Both have extracted only 1.8 TB data without any serious error (just three small files had timestamp that are in the future) --> 1.8T ./Takeout/

Is it possible that compressed files are bigger than their extract? It seems like I lost around 400 GBs while extracting. How can I cross-check the content from multi-part compressed archive and make sure that all data is extracted completely?

I assume there are some big files that are splitted into two different parts and tar cannot detect, therefore skip, them while extracting.
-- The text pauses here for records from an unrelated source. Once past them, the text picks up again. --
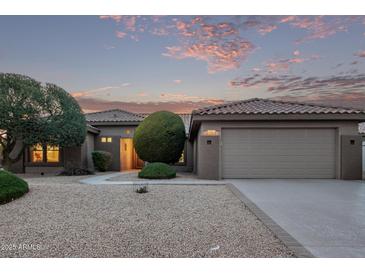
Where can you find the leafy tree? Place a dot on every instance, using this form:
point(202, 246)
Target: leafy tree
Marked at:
point(33, 113)
point(160, 137)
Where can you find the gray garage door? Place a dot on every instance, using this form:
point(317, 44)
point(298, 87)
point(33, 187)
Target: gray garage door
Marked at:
point(278, 153)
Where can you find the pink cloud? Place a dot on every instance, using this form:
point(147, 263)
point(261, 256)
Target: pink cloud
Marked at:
point(219, 57)
point(283, 64)
point(89, 104)
point(267, 29)
point(116, 18)
point(318, 27)
point(120, 34)
point(360, 54)
point(142, 94)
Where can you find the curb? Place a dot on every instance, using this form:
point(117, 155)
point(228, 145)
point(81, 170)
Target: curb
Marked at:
point(299, 250)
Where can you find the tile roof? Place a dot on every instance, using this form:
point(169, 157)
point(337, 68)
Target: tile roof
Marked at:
point(267, 106)
point(186, 117)
point(362, 128)
point(113, 115)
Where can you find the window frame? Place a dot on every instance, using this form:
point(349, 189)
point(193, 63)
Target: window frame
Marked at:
point(106, 139)
point(28, 158)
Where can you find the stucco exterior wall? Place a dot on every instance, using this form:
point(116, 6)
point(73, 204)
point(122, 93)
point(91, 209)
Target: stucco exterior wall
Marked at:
point(342, 128)
point(351, 157)
point(188, 154)
point(116, 133)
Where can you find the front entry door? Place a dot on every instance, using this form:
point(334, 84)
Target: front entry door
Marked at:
point(126, 153)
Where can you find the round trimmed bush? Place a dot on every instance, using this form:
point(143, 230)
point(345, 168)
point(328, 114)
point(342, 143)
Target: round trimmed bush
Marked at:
point(157, 171)
point(102, 160)
point(11, 187)
point(160, 138)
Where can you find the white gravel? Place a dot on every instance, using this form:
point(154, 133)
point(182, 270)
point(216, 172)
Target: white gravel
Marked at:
point(62, 218)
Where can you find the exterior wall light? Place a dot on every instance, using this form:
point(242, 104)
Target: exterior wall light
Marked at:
point(210, 132)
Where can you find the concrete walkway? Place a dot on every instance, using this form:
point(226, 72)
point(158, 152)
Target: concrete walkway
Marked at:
point(327, 217)
point(131, 177)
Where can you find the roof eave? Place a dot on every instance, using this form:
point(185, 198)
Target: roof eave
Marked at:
point(198, 119)
point(114, 123)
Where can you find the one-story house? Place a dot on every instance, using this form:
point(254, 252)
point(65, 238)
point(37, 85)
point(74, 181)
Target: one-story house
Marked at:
point(261, 138)
point(256, 138)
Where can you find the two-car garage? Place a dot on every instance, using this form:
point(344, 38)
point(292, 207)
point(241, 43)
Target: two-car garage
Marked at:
point(261, 138)
point(278, 153)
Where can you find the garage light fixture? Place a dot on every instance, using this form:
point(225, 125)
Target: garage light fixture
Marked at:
point(210, 132)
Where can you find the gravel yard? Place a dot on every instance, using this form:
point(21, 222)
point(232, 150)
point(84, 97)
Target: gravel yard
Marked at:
point(62, 218)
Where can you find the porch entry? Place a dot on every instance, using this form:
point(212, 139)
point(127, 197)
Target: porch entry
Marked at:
point(128, 156)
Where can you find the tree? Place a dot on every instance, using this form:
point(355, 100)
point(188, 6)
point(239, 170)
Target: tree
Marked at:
point(33, 113)
point(160, 137)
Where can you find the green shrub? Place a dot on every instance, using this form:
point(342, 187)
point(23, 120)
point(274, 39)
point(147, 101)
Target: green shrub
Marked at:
point(157, 171)
point(102, 160)
point(11, 187)
point(160, 138)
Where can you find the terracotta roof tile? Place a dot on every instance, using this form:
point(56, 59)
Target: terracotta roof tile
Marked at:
point(266, 106)
point(113, 115)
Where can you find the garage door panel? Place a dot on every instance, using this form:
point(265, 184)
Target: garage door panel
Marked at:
point(278, 153)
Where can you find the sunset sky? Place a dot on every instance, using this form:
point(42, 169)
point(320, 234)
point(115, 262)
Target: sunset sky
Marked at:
point(179, 63)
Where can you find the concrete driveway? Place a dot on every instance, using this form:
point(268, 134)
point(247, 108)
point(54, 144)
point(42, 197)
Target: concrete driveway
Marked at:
point(327, 217)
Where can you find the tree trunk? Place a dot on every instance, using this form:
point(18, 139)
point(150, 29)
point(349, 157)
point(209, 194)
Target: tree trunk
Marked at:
point(7, 160)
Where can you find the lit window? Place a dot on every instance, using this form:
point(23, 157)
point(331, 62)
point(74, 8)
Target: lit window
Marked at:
point(182, 158)
point(210, 132)
point(53, 154)
point(106, 139)
point(36, 154)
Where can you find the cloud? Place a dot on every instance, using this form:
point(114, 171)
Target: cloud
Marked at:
point(89, 104)
point(316, 27)
point(120, 34)
point(90, 92)
point(299, 85)
point(109, 47)
point(360, 54)
point(165, 96)
point(142, 94)
point(283, 64)
point(116, 18)
point(219, 40)
point(350, 99)
point(219, 57)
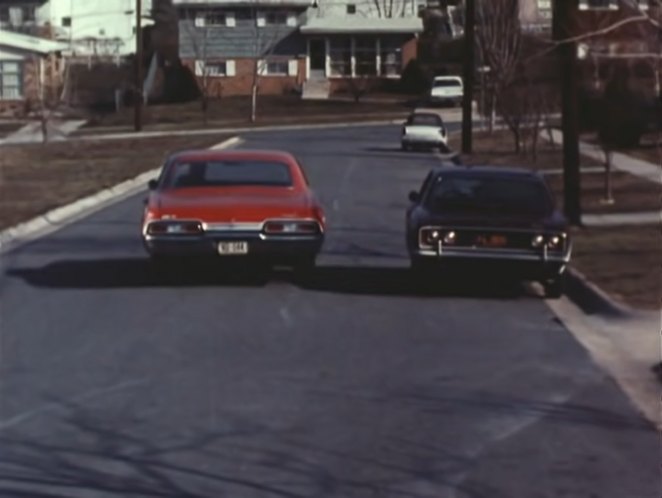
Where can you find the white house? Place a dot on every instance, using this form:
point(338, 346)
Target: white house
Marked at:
point(30, 68)
point(88, 27)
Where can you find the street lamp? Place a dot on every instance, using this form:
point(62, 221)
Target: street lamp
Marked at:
point(138, 96)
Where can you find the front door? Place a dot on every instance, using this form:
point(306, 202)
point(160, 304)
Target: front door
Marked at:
point(317, 53)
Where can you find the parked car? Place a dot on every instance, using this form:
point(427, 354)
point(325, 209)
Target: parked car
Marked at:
point(234, 204)
point(424, 129)
point(447, 90)
point(496, 219)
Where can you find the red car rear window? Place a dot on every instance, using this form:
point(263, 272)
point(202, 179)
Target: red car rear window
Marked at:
point(229, 173)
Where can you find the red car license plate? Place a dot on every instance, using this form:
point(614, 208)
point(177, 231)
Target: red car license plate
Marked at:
point(232, 248)
point(492, 240)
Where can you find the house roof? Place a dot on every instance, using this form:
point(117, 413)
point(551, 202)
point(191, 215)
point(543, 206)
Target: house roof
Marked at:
point(223, 3)
point(30, 43)
point(359, 24)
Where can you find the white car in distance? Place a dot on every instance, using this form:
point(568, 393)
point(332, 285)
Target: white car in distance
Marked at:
point(447, 89)
point(424, 129)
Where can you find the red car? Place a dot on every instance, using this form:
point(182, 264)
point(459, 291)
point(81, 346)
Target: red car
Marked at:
point(234, 203)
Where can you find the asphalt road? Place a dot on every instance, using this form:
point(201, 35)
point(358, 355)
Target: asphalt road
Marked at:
point(356, 383)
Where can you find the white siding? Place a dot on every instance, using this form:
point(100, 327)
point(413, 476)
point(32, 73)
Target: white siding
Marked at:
point(104, 20)
point(7, 55)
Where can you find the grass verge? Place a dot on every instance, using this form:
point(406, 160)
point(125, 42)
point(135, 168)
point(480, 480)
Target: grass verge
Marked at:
point(624, 261)
point(236, 111)
point(37, 178)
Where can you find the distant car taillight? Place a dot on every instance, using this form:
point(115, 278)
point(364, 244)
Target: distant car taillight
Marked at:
point(430, 237)
point(172, 227)
point(294, 227)
point(555, 241)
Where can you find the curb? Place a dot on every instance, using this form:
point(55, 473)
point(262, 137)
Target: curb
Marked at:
point(591, 298)
point(245, 129)
point(51, 221)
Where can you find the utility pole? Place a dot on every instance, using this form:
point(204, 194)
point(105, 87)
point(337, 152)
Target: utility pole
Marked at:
point(138, 95)
point(468, 74)
point(567, 54)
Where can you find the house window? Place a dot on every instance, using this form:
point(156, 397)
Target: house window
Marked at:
point(365, 54)
point(390, 58)
point(276, 18)
point(10, 80)
point(277, 68)
point(216, 68)
point(598, 4)
point(28, 14)
point(340, 55)
point(215, 19)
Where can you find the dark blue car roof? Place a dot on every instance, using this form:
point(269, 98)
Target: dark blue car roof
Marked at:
point(492, 171)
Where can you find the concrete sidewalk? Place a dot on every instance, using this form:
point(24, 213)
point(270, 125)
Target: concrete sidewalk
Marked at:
point(626, 346)
point(620, 161)
point(618, 219)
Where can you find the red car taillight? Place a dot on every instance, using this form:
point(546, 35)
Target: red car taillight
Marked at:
point(293, 227)
point(172, 227)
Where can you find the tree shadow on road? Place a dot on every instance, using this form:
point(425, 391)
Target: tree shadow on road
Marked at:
point(90, 453)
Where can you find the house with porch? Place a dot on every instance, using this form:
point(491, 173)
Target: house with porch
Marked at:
point(304, 46)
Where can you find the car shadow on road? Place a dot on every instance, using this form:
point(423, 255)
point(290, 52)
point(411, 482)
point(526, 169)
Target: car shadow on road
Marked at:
point(136, 272)
point(349, 279)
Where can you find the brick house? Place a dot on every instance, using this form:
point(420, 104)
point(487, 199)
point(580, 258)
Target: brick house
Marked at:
point(295, 45)
point(31, 70)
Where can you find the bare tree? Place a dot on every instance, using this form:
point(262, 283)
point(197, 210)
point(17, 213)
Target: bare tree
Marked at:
point(499, 42)
point(266, 36)
point(50, 85)
point(197, 27)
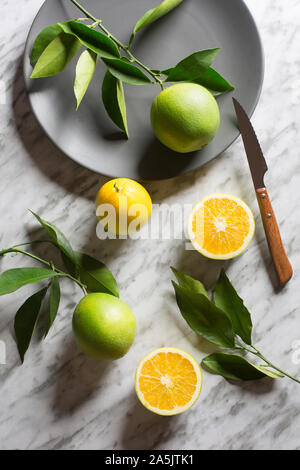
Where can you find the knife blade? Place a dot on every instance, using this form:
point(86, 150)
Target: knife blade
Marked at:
point(258, 168)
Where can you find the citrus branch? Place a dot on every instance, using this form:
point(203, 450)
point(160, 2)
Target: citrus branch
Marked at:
point(98, 22)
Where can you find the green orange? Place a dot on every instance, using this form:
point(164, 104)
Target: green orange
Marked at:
point(185, 117)
point(104, 326)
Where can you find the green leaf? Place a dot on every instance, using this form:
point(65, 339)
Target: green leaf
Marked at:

Can you please help me in resolution of this issue?

I now requested another .zip export, again parted in 50 GB chunks. I will try that one however it will take around 10 days to download it..


Solution

  • Yes, it's possible, and in fact certain in the case of photos for the compressed data to be slightly larger than the uncompressed data. Photos are already compressed.

    However, only very slightly larger. Typically 0.03% larger. Certainly not 20% larger.

    The file names you show suggest that there are duplicate files. You may be extracting the same files twice. If I assume that takeout-20210218T203743Z-001-049.tgz has the same contents as takeout-20210218T203743Z-001.tgz, and so on for the other eight such files, then 451 GB would be extracted twice. That correlates approximately to your 1.8 TB being extracted out of 2.2 TB.

    The way to check is to look at the contents of the .tgz files using tar tvfz file.tgz.